The words in the title of Will Wallace Harney’s 1873 essay, A Strange Land and a Peculiar People, about a trip through the Cumberland Mountains, may be the most well-known description of Appalachia. An aversion to slavery and a solid Unionist stance supposedly helped make the region unique. In his collection of essays, John Inscoe, one of the deans of Appalachian history, seeks to show how these generalizations are flawed. He argues that “they were myths, but myths with remarkably strong staying power. Taking issue with those two conceptions is, in effect, the driving force behind the essays collected here” (2). While these issues are important, Inscoe is being characteristically modest, for he is after even larger game. Ultimately, he tackles a central issue in Appalachian studies which is to [End Page 126] what degree Appalachia was and is a coherent region separate from the rest of the South. Inscoe’s central thesis is that “southern highlanders were also southerners—sometimes foremost, sometimes more secondarily—and their actions and attitudes were often dictated as much or more by identity with that larger regional entity than by the smaller geographical area” (6–7).

Inscoe persuasively suggests that nothing exposed the dual and overlapping identities of southern Appalachians like the Civil War, and, as the title suggests, he divides the seventeen essays into sections on race, the war itself, and how the war and Appalachia have been remembered. He begins with an essay exploring race and slavery in nineteenth-century Appalachia, convincingly arguing that “southern mountaineers were first and foremost southerners and that they viewed slavery and race not unlike those of their yeomen or even slaveholding counterparts elsewhere in the South” (24). A later essay shows the fissures within Appalachia by examining why eastern Tennessee embraced secession and western North Carolina opposed it even though the two areas were so similar. Inscoe thinks that the crucial difference was in their self-perception, for, despite similar economic situations, eastern Tennessee saw itself as a passed-over area while western North Carolina viewed itself as an area on the rise (111). After using essays like these to question some of Appalachia’s central myths, Inscoe scrutinizes how the myths developed and spread. In an essay on the perception of Civil War loyalties in Appalachia during the first two decades of the twentieth century, Inscoe acknowledges that some writers stressed the Unionism of the region for economic and political reasons. He contends, though, that many writers largely ignored the war altogether because “it may also have been that these writers felt that only by downplaying Appalachia’s role in or impact on this most central event of the nation’s history could they make a convincing case for the isolation or insulation of its inhabitants” (276).
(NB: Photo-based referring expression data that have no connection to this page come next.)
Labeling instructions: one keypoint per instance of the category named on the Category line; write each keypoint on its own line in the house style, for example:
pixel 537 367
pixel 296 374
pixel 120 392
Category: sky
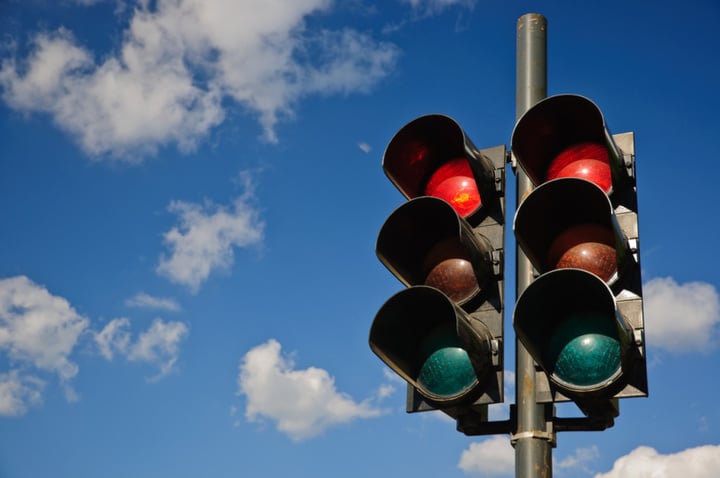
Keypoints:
pixel 190 194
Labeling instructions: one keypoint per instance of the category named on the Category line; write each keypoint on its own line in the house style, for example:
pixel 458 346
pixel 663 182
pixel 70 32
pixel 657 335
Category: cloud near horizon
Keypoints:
pixel 302 403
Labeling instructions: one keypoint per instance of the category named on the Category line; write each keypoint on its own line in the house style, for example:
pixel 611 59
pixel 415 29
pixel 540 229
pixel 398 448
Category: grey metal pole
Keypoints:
pixel 533 446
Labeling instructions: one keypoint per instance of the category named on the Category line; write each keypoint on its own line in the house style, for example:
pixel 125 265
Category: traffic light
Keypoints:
pixel 444 333
pixel 581 319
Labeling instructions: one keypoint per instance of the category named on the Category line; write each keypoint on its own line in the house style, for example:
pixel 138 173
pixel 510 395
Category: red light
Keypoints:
pixel 588 161
pixel 454 182
pixel 451 271
pixel 590 247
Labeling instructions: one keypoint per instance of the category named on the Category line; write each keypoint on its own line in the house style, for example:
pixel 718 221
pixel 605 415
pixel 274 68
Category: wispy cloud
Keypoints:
pixel 146 301
pixel 206 237
pixel 159 345
pixel 38 331
pixel 492 457
pixel 302 403
pixel 179 62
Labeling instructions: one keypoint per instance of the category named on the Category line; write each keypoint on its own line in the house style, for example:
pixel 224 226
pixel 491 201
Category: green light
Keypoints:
pixel 446 370
pixel 584 350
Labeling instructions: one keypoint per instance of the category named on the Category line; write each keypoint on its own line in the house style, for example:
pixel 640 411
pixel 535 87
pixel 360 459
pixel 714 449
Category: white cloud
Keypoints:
pixel 37 327
pixel 681 317
pixel 17 392
pixel 302 403
pixel 143 300
pixel 645 462
pixel 158 345
pixel 114 337
pixel 492 457
pixel 206 236
pixel 37 330
pixel 179 59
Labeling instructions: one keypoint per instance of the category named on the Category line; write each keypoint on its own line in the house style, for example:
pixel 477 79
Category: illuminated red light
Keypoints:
pixel 454 182
pixel 590 247
pixel 588 161
pixel 451 271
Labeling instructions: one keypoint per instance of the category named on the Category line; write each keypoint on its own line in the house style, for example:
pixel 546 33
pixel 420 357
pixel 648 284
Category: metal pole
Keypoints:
pixel 532 439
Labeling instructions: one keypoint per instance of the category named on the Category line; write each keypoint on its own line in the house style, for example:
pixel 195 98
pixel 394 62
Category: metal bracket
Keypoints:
pixel 634 249
pixel 499 178
pixel 496 256
pixel 548 435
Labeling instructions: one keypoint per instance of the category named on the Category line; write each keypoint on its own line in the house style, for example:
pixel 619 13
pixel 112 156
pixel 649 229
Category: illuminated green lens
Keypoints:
pixel 445 370
pixel 584 350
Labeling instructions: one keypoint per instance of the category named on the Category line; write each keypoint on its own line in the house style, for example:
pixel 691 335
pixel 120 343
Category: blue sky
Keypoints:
pixel 190 193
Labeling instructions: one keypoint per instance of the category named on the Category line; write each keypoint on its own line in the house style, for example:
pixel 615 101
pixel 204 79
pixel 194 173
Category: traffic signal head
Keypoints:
pixel 568 321
pixel 440 350
pixel 566 136
pixel 443 334
pixel 432 156
pixel 424 242
pixel 570 222
pixel 581 319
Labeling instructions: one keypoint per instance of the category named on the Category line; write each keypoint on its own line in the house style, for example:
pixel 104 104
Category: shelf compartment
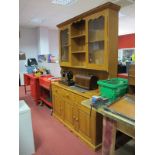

An unexpected pleasure of this collection is the balance between the broad scholarly essays mentioned above and the essays that focus on a particular event or person to bring the larger themes into sharp relief. These more focused essays range from an examination of single women’s Civil War experiences as a case study of Appalachian women on the Confederate home front to a discussion of the recent play about the Shelton Laurel Massacre to demonstrate how remembering the Civil War in Appalachia is still contested. The mix of essays make this collection appropriate for many different audiences, from scholars to general readers. Throughout the collection Inscoe successfully challenges previous perceptions of Appalachia, showing how it is both less coherent as a separate region and more southern [End Page 127] than commonly thought. Race, War, and Remembrance will change how people conceptualize Appalachia.